In elementary school, I remember that both my brother and I used to bring a snack from home mid-morning (usually a focaccia or a pizza or a brioche) since lunch was in the school dining room, so we didn't need to bring lunch from home.
My mom had embroidered a little towel with our names on it, and she had embroidered a little flower next to mine and a little sailboat next to my brother's. So that could be my first lunchbox where to wrap around the snacks.
I still have it, by the way!
We used to put everything carefully in the school backpacks without having a real lunchbox, in those days it was not used yet.
In middle school I hardly ever brought a snack, at most it could be crackers or chocolate, but no more, and at lunchtime I would come home to eat. And no lunchboxes, even in that case we put everything in our school backpacks.
In high school instead I started to bring a lunchbox on which I had stuck the sticker of Nirvana, then Pearl Jam and slowly all the music scene of the 90s, usually there was a pizza or fruit and yogurt ... actually I would not really need a lunchbox even then, it was more like a kind of beauty-case or hiding place for cigarettes ...

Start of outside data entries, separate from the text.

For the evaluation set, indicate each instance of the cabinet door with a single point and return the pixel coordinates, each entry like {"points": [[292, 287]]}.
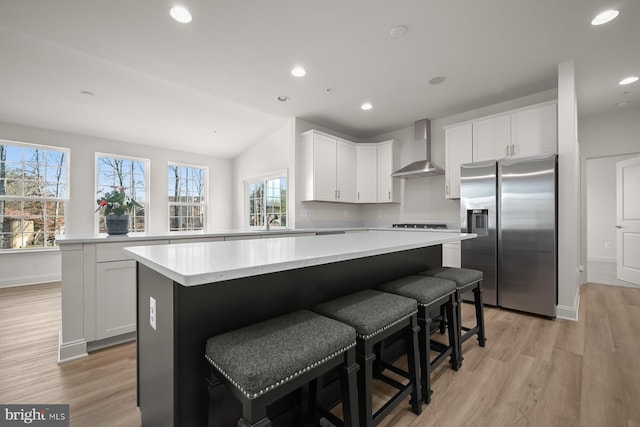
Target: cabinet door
{"points": [[534, 130], [324, 168], [345, 171], [387, 185], [367, 173], [458, 150], [491, 138], [115, 298]]}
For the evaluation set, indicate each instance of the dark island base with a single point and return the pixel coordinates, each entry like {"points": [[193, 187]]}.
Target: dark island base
{"points": [[172, 390]]}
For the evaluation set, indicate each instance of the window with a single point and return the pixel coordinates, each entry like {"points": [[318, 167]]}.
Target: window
{"points": [[33, 194], [187, 197], [267, 198], [129, 174]]}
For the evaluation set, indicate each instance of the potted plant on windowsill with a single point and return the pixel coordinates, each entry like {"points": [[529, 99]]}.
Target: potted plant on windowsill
{"points": [[116, 205]]}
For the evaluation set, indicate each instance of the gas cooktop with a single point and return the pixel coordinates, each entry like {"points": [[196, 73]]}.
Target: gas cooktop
{"points": [[412, 225]]}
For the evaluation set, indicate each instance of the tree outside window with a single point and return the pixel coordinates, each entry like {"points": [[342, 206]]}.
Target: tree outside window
{"points": [[33, 194], [187, 197], [267, 201], [130, 174]]}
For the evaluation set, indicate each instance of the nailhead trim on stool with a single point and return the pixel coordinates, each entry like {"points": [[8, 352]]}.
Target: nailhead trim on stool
{"points": [[375, 316], [265, 361], [465, 278], [430, 293]]}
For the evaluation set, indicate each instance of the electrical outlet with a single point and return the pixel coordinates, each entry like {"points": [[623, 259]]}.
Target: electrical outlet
{"points": [[152, 312]]}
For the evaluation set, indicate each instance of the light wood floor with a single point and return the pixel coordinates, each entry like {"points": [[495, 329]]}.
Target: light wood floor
{"points": [[533, 372]]}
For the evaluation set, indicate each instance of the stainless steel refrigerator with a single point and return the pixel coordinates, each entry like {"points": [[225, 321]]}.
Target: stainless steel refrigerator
{"points": [[511, 205]]}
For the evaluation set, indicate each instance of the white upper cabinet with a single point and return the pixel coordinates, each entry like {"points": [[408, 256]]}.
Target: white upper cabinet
{"points": [[367, 173], [534, 130], [388, 187], [491, 138], [458, 141], [345, 171], [336, 170], [329, 168]]}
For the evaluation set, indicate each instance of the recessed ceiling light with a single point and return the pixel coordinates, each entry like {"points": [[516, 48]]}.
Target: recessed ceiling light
{"points": [[397, 32], [628, 80], [604, 17], [180, 14], [299, 72]]}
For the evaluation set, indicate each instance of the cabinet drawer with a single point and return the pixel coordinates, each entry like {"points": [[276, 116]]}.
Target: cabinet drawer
{"points": [[113, 251]]}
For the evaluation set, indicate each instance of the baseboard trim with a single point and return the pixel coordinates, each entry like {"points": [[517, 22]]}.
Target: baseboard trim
{"points": [[29, 280], [72, 350]]}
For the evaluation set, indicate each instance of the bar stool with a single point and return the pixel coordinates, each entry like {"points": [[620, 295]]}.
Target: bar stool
{"points": [[430, 293], [465, 279], [375, 316], [264, 362]]}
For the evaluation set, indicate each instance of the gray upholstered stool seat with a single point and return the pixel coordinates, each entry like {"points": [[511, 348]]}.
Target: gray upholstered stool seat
{"points": [[375, 316], [465, 278], [430, 293], [267, 360]]}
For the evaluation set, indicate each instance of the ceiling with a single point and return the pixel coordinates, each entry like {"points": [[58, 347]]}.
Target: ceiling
{"points": [[211, 86]]}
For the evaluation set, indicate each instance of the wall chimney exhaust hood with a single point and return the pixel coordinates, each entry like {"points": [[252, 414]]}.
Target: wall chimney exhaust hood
{"points": [[421, 168]]}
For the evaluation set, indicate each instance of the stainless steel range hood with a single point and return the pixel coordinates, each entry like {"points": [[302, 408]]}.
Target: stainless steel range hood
{"points": [[421, 168]]}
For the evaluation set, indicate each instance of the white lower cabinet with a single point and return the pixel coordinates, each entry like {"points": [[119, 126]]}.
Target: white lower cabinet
{"points": [[115, 298]]}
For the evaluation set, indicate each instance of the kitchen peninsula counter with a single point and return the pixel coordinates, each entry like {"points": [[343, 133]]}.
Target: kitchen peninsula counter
{"points": [[199, 290]]}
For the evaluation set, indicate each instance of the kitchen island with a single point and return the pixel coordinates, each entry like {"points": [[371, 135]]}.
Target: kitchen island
{"points": [[189, 292]]}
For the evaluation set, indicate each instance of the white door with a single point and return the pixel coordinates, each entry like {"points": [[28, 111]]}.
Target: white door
{"points": [[628, 219]]}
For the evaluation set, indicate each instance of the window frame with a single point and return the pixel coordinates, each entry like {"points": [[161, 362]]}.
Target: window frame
{"points": [[279, 174], [205, 204], [146, 203], [22, 198]]}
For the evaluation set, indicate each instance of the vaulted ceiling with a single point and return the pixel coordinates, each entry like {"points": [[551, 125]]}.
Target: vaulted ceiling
{"points": [[125, 70]]}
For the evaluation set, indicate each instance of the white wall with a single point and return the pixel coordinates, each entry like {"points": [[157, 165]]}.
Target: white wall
{"points": [[274, 153], [18, 268], [423, 199], [569, 240], [615, 133]]}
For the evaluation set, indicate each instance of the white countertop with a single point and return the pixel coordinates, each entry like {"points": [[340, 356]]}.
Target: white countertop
{"points": [[193, 264], [132, 237]]}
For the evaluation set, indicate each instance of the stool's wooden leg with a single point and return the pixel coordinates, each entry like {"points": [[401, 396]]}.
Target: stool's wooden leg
{"points": [[254, 413], [349, 385], [365, 387], [443, 320], [453, 327], [413, 358], [424, 338], [477, 291], [458, 329]]}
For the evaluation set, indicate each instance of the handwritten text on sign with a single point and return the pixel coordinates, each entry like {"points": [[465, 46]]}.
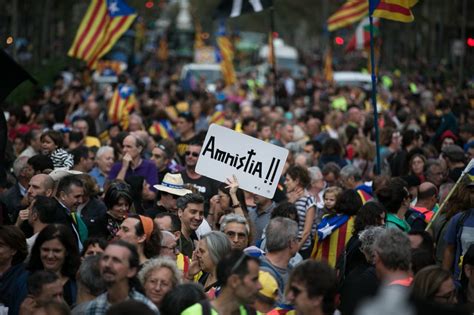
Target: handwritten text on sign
{"points": [[257, 164]]}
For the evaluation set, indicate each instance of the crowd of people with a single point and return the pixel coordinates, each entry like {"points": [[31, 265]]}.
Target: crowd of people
{"points": [[107, 216]]}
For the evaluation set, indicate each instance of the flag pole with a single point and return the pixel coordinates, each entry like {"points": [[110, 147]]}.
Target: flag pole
{"points": [[273, 65], [466, 170], [374, 95]]}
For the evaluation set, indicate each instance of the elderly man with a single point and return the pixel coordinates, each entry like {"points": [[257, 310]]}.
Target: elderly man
{"points": [[237, 230], [118, 266], [132, 162], [312, 288]]}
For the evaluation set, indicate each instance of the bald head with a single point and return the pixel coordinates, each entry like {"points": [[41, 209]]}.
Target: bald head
{"points": [[40, 185], [427, 190]]}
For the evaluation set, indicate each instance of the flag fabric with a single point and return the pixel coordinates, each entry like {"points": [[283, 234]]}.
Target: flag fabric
{"points": [[350, 12], [234, 8], [163, 128], [332, 246], [396, 10], [361, 38], [12, 75], [123, 102], [271, 50], [162, 52], [328, 70], [198, 42], [103, 24], [225, 55]]}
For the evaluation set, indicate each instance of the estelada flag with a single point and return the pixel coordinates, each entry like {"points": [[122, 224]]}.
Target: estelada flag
{"points": [[105, 21], [123, 102], [396, 10], [350, 12], [361, 38]]}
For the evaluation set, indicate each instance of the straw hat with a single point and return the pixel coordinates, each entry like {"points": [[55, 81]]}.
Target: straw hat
{"points": [[173, 184]]}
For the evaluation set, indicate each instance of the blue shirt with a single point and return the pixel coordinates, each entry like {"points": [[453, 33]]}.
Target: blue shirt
{"points": [[146, 169]]}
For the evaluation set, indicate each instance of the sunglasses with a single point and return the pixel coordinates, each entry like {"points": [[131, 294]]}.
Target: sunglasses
{"points": [[195, 154]]}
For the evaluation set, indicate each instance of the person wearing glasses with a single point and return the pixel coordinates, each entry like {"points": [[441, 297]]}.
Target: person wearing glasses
{"points": [[169, 190], [237, 229], [206, 186], [434, 284], [238, 275], [132, 162], [158, 277], [312, 288]]}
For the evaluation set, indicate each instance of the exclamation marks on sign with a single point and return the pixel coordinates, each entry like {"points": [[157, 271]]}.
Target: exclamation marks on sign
{"points": [[273, 167]]}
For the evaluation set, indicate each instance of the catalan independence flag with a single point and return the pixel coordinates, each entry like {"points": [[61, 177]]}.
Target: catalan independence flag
{"points": [[122, 103], [225, 56], [331, 247], [163, 128], [396, 10], [350, 12], [105, 21]]}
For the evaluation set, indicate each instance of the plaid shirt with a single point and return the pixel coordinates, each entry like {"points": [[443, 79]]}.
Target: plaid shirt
{"points": [[100, 305]]}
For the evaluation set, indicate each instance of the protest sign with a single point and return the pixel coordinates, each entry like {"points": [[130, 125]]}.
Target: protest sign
{"points": [[256, 164]]}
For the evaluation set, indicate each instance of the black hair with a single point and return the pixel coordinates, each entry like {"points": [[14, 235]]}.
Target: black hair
{"points": [[368, 215], [40, 163], [116, 191], [80, 152], [46, 209], [235, 262], [182, 297], [92, 241], [38, 279], [319, 280], [64, 235], [14, 238], [66, 182], [182, 202], [348, 202]]}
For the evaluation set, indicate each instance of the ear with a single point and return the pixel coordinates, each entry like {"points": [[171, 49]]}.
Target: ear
{"points": [[131, 272], [233, 281]]}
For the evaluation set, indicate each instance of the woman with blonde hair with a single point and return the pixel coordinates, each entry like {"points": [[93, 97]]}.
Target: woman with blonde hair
{"points": [[158, 277], [433, 283]]}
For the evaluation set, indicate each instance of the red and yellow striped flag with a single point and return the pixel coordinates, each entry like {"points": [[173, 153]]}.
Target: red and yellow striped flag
{"points": [[333, 246], [350, 12], [226, 57], [123, 102], [396, 10], [105, 21]]}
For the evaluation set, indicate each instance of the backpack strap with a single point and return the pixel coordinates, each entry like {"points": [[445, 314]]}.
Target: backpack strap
{"points": [[206, 307], [279, 279]]}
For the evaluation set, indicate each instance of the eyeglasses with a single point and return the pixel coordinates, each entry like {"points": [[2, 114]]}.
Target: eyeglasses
{"points": [[173, 249], [238, 263], [233, 234], [195, 154], [294, 290]]}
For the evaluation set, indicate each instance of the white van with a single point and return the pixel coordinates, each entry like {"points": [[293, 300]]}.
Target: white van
{"points": [[194, 72]]}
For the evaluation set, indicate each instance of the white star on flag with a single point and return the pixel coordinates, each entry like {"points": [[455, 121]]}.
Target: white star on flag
{"points": [[113, 7], [326, 231]]}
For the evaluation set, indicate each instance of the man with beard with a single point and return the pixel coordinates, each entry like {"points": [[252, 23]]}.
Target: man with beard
{"points": [[118, 267]]}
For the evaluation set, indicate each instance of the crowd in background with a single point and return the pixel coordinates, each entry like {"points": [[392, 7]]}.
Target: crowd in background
{"points": [[110, 216]]}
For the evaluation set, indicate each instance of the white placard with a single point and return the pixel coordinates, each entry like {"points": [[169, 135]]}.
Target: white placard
{"points": [[256, 164]]}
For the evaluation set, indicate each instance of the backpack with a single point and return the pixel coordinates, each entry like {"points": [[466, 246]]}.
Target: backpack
{"points": [[206, 308]]}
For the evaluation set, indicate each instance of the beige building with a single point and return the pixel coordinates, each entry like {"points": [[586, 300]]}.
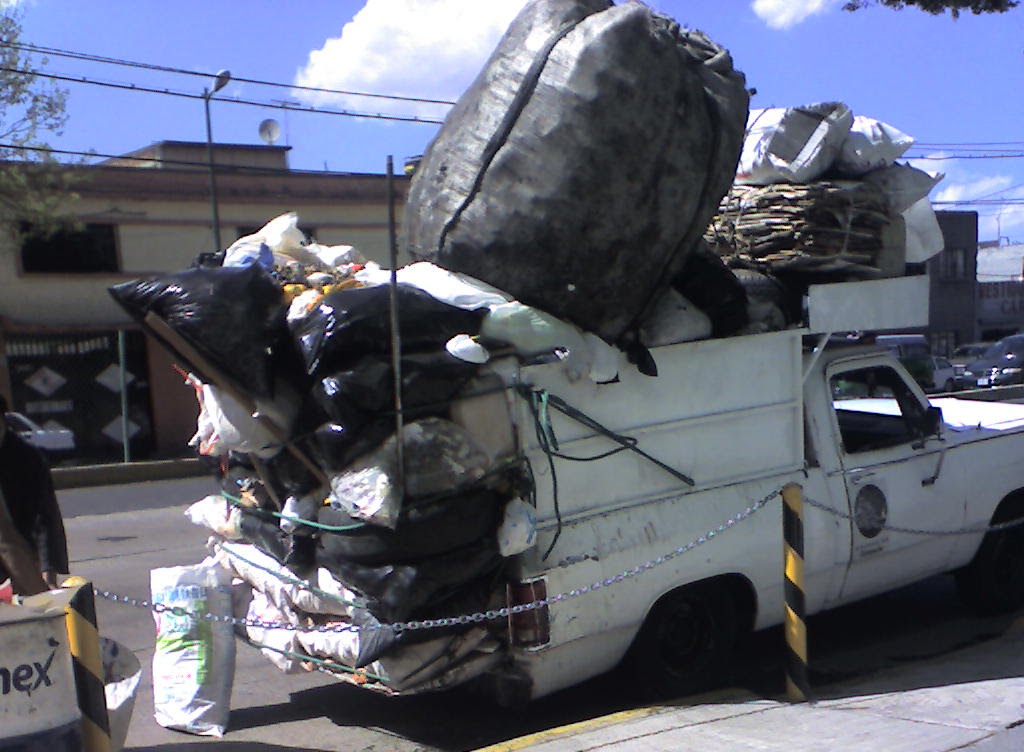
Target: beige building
{"points": [[64, 338]]}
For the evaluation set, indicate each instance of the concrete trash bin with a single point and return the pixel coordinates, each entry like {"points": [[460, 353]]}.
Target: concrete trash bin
{"points": [[38, 702], [122, 672]]}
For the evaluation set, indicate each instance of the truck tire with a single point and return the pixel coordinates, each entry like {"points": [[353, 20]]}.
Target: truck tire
{"points": [[686, 643], [993, 582]]}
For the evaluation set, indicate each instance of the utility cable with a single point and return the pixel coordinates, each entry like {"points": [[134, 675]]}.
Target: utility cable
{"points": [[235, 100], [56, 52]]}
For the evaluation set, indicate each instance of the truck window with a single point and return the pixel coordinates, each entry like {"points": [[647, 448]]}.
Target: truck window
{"points": [[876, 409]]}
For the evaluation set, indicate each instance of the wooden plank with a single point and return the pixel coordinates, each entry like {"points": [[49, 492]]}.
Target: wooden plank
{"points": [[184, 349]]}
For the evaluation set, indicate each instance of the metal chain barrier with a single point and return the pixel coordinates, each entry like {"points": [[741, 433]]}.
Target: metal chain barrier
{"points": [[477, 618], [916, 531]]}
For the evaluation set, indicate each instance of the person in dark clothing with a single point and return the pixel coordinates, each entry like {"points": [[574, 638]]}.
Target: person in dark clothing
{"points": [[33, 544]]}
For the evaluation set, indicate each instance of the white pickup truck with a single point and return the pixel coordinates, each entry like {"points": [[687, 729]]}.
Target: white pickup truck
{"points": [[52, 442], [663, 552]]}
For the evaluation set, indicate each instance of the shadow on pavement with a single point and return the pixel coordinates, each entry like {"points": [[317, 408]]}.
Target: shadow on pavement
{"points": [[470, 719], [224, 747]]}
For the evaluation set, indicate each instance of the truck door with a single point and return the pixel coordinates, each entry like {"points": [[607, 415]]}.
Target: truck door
{"points": [[891, 456]]}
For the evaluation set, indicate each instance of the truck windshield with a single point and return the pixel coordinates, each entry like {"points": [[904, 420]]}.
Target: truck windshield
{"points": [[876, 409]]}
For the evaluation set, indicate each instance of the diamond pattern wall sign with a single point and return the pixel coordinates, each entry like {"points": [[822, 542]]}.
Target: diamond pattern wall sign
{"points": [[111, 377], [45, 381]]}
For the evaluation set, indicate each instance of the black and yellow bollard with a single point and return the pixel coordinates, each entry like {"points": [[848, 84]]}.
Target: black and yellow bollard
{"points": [[83, 638], [796, 630]]}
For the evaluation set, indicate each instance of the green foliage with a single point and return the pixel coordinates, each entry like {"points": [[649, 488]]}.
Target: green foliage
{"points": [[937, 7], [35, 188]]}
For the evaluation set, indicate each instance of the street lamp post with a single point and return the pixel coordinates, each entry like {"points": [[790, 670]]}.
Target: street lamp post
{"points": [[219, 82]]}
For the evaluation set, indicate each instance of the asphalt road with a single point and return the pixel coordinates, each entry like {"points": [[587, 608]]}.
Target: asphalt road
{"points": [[118, 534]]}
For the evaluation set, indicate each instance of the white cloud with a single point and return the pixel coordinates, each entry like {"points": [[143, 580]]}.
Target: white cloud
{"points": [[785, 13], [422, 48], [965, 189]]}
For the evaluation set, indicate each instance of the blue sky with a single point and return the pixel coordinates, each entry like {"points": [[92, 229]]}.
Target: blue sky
{"points": [[951, 84]]}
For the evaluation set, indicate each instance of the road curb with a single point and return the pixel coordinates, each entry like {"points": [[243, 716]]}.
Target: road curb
{"points": [[126, 472]]}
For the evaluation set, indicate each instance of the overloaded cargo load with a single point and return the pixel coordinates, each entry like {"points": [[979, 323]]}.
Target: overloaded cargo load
{"points": [[819, 196], [336, 518], [370, 469], [581, 168]]}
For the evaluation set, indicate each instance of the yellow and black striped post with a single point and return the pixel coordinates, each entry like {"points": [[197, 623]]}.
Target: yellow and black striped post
{"points": [[796, 630], [83, 638]]}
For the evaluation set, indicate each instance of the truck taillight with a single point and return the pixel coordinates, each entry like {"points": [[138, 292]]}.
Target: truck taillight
{"points": [[528, 628]]}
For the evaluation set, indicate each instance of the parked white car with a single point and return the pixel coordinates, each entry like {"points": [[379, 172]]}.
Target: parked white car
{"points": [[943, 375], [50, 441]]}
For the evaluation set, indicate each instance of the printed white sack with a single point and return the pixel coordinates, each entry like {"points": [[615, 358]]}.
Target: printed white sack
{"points": [[793, 144], [194, 660], [870, 144]]}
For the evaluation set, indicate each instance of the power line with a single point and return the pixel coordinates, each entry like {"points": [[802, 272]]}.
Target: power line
{"points": [[946, 158], [238, 100], [167, 69], [221, 168]]}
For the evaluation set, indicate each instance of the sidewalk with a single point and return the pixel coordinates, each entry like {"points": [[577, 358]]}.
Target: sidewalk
{"points": [[967, 700]]}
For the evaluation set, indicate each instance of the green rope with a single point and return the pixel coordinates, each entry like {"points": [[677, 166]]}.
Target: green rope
{"points": [[325, 665], [626, 443], [298, 520]]}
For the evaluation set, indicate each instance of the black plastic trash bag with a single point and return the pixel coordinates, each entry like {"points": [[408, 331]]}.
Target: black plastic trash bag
{"points": [[232, 316], [713, 287], [351, 397], [425, 529], [581, 166], [354, 322], [394, 591]]}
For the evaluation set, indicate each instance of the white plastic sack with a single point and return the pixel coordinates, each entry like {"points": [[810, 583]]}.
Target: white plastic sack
{"points": [[902, 184], [335, 256], [466, 348], [924, 236], [194, 660], [224, 425], [282, 236], [517, 533], [450, 287], [438, 456], [324, 594], [303, 304], [870, 144], [216, 514], [122, 673], [674, 319], [793, 144], [531, 332], [280, 645], [402, 666]]}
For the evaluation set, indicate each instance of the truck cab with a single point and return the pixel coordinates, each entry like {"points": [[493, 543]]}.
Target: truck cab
{"points": [[680, 533]]}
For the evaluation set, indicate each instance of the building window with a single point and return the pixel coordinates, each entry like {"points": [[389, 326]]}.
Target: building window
{"points": [[942, 342], [952, 263], [90, 249]]}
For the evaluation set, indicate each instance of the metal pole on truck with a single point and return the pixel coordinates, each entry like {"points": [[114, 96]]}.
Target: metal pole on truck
{"points": [[395, 334], [219, 82]]}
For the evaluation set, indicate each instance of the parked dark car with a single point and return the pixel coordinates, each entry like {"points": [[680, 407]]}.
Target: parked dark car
{"points": [[1000, 365]]}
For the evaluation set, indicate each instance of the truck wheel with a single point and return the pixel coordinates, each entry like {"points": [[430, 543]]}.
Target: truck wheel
{"points": [[686, 642], [993, 582]]}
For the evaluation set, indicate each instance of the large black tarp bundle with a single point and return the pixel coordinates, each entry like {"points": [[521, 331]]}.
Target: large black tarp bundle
{"points": [[584, 163]]}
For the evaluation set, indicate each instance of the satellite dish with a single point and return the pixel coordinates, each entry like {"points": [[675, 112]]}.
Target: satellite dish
{"points": [[269, 130]]}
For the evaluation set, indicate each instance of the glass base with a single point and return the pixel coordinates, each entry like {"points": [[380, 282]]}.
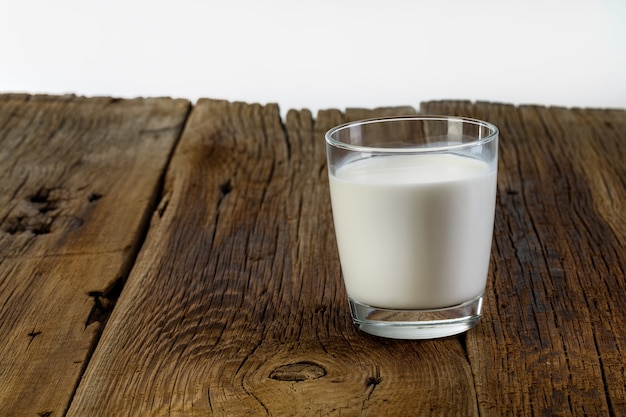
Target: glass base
{"points": [[416, 324]]}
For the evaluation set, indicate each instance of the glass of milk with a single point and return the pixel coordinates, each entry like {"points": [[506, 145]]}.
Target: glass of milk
{"points": [[413, 202]]}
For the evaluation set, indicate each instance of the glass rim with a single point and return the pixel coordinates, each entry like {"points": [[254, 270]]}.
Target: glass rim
{"points": [[493, 134]]}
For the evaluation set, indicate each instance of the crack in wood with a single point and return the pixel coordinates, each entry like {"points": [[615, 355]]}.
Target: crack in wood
{"points": [[104, 303], [299, 371]]}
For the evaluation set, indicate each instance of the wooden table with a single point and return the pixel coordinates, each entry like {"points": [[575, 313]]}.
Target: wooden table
{"points": [[159, 258]]}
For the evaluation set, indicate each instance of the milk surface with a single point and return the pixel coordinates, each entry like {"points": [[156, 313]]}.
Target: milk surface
{"points": [[414, 231]]}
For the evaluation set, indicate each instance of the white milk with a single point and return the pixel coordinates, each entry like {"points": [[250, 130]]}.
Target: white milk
{"points": [[414, 231]]}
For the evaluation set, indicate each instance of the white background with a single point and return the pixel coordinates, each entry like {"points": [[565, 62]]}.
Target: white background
{"points": [[320, 54]]}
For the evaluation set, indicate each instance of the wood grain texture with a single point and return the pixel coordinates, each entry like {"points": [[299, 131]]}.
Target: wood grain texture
{"points": [[236, 306], [552, 340], [78, 181]]}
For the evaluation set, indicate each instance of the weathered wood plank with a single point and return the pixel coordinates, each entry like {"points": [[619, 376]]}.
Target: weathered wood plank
{"points": [[236, 307], [552, 341], [78, 181]]}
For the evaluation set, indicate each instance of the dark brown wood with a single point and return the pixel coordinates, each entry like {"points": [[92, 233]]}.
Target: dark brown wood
{"points": [[235, 305], [553, 339], [78, 182]]}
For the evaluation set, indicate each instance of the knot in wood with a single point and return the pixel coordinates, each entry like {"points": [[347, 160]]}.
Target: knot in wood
{"points": [[299, 371]]}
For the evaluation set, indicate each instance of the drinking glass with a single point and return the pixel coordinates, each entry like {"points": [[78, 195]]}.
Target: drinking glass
{"points": [[413, 201]]}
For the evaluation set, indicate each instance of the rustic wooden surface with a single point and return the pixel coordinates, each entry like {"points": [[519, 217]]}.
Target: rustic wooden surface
{"points": [[78, 180], [235, 306]]}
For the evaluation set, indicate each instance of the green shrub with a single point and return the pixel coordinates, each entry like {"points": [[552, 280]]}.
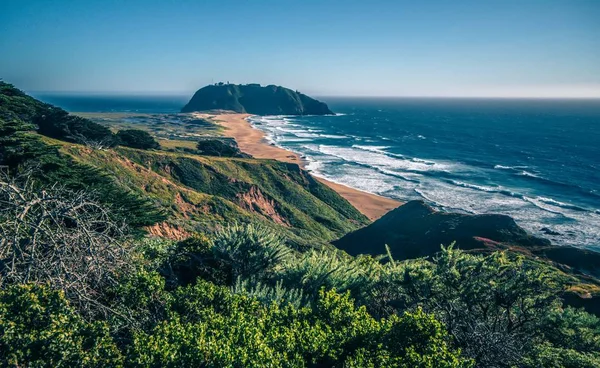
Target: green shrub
{"points": [[39, 329], [136, 138], [249, 250], [219, 147], [212, 327]]}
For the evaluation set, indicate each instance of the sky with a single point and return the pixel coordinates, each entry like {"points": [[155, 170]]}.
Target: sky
{"points": [[524, 48]]}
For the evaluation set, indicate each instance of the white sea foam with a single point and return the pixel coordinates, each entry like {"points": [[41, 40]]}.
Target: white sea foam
{"points": [[381, 160], [447, 184]]}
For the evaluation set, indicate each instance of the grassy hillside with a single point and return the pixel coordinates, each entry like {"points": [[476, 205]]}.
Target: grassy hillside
{"points": [[201, 193]]}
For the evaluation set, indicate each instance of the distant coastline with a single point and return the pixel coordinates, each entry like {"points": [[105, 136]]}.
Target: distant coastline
{"points": [[252, 141]]}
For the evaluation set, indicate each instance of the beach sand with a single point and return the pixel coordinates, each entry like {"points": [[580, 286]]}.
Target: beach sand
{"points": [[252, 141]]}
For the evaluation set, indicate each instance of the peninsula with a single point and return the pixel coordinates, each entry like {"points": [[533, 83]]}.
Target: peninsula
{"points": [[255, 99]]}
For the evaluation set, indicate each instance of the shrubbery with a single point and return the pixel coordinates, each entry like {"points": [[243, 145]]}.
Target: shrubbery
{"points": [[136, 138]]}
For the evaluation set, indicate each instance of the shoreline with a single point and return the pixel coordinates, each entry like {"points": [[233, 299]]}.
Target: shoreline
{"points": [[252, 141]]}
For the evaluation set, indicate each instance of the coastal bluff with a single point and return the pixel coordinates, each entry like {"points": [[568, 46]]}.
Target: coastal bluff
{"points": [[255, 99]]}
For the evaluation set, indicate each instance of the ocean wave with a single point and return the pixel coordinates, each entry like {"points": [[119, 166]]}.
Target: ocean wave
{"points": [[542, 205], [529, 174], [502, 167], [384, 161], [554, 202], [378, 149]]}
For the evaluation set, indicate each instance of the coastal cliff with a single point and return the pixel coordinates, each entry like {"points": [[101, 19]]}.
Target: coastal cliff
{"points": [[255, 99]]}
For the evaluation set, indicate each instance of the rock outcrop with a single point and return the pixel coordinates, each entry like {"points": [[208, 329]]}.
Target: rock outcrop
{"points": [[255, 99]]}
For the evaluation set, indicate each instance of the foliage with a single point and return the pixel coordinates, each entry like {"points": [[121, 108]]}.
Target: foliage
{"points": [[212, 327], [21, 149], [61, 237], [249, 250], [136, 138], [39, 329]]}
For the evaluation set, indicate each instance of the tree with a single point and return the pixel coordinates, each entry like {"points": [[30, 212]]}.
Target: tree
{"points": [[60, 237], [136, 138]]}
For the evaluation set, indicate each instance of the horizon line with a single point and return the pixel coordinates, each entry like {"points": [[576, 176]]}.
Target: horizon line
{"points": [[182, 94]]}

Cafeteria? Choices? You guys had it easy. Lunch would start with an orderly queue outside the dining hall (we Brits practise queuing from an early age) regardless of the weather. When the doors opened we would file in and go to pre-arranged refectory tables that seated about 20 on hard benches. After standing for grace, we would be served our meal, from memory it always involved boiled potatoes, cabbage and carrots, along with some form of unidentifiable meat in gravy. If you cleared your plate you got pudding, usually something stodgy with custard. No choices, other than take it or leave it.